The attack flow involves:
- Obtaining a valid v2 format OIDC access token from ZITADEL
- Truncating the token to exactly 80 characters, removing the user_id portion
- Presenting the truncated token to ZITADEL services for authentication
- The backend retrieves session data using oidc_session_id and access_token_id without validating the missing user_id
While the vulnerability is confirmed to exist, the ZITADEL security team notes this issue is not considered practically exploitable in most scenarios, though it represents an authentication verification weakness.
Detection Methods for CVE-2026-27840
Indicators of Compromise
- OIDC access tokens with exactly 80 characters being processed by authentication endpoints
- Authentication logs showing successful token validations without corresponding user_id verification
- Unusual patterns of truncated token submissions in identity provider logs
Detection Strategies
- Implement log monitoring for OIDC token validation events, specifically flagging tokens at or below 80 characters
- Enable detailed authentication logging to capture full token metadata during verification processes
- Deploy anomaly detection for authentication patterns that deviate from normal token length distributions
- Monitor ZITADEL audit logs for sessions where token-based user_id and database user_id have discrepancies
Monitoring Recommendations
- Enable comprehensive OIDC authentication logging in ZITADEL deployments
- Configure alerts for authentication attempts using abnormally short access tokens
- Review authentication success logs for sessions that may have bypassed full user_id validation
- Implement token length validation monitoring at network edge or WAF level
How to Mitigate CVE-2026-27840
Immediate Actions Required
- Upgrade ZITADEL to version 3.4.7 or later for 3.x deployments
- Upgrade ZITADEL to version 4.11.0 or later for 4.x deployments
- Review recent authentication logs for potential exploitation attempts
- Invalidate and rotate OIDC sessions created prior to patching
Patch Information
ZITADEL has released security patches that resolve this vulnerability by implementing verification of the user_id from the token against the session data stored in the database. The fix ensures that even if a token is truncated, the backend will detect the missing or mismatched user identity and reject the authentication attempt.

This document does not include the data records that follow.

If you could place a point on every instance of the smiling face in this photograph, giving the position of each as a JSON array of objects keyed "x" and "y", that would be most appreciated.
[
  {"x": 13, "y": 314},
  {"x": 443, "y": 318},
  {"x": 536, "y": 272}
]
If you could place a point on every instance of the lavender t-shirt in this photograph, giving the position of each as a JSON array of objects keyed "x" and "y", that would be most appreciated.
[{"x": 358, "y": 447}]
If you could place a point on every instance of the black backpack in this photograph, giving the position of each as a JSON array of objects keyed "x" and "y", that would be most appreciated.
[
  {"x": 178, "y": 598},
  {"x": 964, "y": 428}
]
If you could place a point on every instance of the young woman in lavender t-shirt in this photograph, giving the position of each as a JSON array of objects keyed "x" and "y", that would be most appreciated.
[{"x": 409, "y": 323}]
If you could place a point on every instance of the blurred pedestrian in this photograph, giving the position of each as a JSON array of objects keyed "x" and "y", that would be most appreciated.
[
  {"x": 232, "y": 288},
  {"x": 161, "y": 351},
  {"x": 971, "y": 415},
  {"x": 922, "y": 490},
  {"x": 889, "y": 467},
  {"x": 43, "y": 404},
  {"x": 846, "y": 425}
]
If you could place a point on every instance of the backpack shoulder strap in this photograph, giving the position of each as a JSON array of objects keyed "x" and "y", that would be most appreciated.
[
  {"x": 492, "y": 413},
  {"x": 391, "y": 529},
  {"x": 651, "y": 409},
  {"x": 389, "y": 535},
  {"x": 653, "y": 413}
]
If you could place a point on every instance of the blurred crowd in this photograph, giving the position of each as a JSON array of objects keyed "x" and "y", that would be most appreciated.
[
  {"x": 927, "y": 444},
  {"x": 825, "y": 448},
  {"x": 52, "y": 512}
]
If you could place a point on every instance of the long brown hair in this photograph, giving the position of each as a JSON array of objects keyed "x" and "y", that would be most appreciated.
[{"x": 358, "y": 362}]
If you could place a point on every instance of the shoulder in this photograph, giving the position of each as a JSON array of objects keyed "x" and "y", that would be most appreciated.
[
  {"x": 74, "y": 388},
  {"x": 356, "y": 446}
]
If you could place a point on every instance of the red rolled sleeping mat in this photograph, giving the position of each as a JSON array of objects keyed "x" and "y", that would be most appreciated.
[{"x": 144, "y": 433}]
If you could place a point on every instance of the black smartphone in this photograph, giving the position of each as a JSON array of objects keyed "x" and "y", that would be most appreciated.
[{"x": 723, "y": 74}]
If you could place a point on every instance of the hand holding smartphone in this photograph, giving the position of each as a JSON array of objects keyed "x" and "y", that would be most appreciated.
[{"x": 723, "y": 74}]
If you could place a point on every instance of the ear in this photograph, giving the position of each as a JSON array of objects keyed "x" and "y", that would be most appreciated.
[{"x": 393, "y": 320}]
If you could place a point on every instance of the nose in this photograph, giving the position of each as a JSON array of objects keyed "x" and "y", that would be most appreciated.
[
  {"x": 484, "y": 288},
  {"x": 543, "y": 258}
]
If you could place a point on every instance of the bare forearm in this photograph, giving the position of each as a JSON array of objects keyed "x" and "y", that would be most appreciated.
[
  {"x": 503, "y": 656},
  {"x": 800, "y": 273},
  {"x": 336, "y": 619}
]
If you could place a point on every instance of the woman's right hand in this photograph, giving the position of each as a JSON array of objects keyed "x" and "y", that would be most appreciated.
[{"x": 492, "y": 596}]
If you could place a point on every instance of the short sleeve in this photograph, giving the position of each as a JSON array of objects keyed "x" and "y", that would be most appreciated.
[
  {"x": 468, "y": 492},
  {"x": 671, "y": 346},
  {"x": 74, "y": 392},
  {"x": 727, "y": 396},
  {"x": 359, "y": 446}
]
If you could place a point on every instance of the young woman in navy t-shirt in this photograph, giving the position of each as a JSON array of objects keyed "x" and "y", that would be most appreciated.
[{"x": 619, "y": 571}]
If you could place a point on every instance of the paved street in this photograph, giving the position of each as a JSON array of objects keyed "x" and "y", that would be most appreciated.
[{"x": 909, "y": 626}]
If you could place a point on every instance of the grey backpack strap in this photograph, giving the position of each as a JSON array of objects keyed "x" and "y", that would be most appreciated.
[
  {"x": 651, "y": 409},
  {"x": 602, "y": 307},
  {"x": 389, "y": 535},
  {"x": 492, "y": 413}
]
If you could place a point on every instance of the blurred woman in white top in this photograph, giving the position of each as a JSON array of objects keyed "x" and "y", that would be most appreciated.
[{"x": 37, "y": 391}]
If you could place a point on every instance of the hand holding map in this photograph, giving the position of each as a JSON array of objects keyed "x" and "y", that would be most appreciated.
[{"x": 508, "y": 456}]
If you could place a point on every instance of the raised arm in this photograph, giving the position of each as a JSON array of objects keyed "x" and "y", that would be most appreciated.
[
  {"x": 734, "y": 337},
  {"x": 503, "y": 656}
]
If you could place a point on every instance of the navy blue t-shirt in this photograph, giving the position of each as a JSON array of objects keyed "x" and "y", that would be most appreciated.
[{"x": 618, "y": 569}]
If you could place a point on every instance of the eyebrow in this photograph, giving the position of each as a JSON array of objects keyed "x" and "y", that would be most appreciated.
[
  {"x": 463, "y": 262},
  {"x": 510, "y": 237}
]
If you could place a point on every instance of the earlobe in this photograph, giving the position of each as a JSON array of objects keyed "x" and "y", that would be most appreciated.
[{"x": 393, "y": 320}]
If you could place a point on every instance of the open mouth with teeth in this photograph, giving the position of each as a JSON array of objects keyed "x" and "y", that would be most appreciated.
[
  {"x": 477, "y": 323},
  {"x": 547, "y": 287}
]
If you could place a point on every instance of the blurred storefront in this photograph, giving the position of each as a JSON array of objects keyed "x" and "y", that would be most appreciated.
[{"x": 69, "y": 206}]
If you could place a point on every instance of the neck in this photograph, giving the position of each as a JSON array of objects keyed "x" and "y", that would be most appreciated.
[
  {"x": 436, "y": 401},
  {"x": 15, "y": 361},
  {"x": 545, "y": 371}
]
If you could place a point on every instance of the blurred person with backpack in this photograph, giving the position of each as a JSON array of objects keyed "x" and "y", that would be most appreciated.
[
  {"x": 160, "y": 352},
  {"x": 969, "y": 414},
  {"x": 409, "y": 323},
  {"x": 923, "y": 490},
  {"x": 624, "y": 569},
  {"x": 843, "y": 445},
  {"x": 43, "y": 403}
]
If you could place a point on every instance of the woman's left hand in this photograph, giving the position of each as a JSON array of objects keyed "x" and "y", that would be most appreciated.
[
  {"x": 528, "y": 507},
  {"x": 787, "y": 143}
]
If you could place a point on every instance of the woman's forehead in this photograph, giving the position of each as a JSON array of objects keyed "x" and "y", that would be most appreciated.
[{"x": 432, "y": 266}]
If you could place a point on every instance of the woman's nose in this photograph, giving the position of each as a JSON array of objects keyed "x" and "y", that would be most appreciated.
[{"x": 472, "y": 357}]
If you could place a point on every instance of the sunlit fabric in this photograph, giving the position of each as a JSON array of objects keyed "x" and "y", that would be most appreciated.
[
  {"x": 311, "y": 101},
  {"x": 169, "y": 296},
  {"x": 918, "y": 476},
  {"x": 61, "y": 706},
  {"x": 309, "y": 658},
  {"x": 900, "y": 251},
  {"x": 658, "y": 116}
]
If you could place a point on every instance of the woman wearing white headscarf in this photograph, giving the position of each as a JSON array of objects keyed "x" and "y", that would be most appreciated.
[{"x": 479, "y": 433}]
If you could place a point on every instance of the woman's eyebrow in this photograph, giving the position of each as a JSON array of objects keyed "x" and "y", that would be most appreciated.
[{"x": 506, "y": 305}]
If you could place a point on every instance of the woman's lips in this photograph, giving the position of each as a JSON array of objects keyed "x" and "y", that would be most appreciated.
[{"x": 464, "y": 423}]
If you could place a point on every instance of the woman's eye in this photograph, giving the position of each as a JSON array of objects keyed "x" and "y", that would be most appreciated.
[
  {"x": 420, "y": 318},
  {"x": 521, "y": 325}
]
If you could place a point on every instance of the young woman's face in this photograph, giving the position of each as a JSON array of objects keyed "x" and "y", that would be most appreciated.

Patched versions are available:
- ZITADEL v3.4.7 for 3.x release branch
- ZITADEL v4.11.0 for 4.x release branch
For complete technical details, refer to the GitHub Security Advisory GHSA-6mq3-xmgp-pjm5.
Workarounds
- No known workarounds are available for this vulnerability according to the vendor advisory
- Organizations unable to immediately patch should implement additional authentication monitoring
- Consider implementing network-level token length validation as a defense-in-depth measure
- Enable detailed audit logging to detect any potential exploitation attempts pending upgrade
Disclaimer: This content was generated using AI. While we strive for accuracy, please verify critical information with official sources.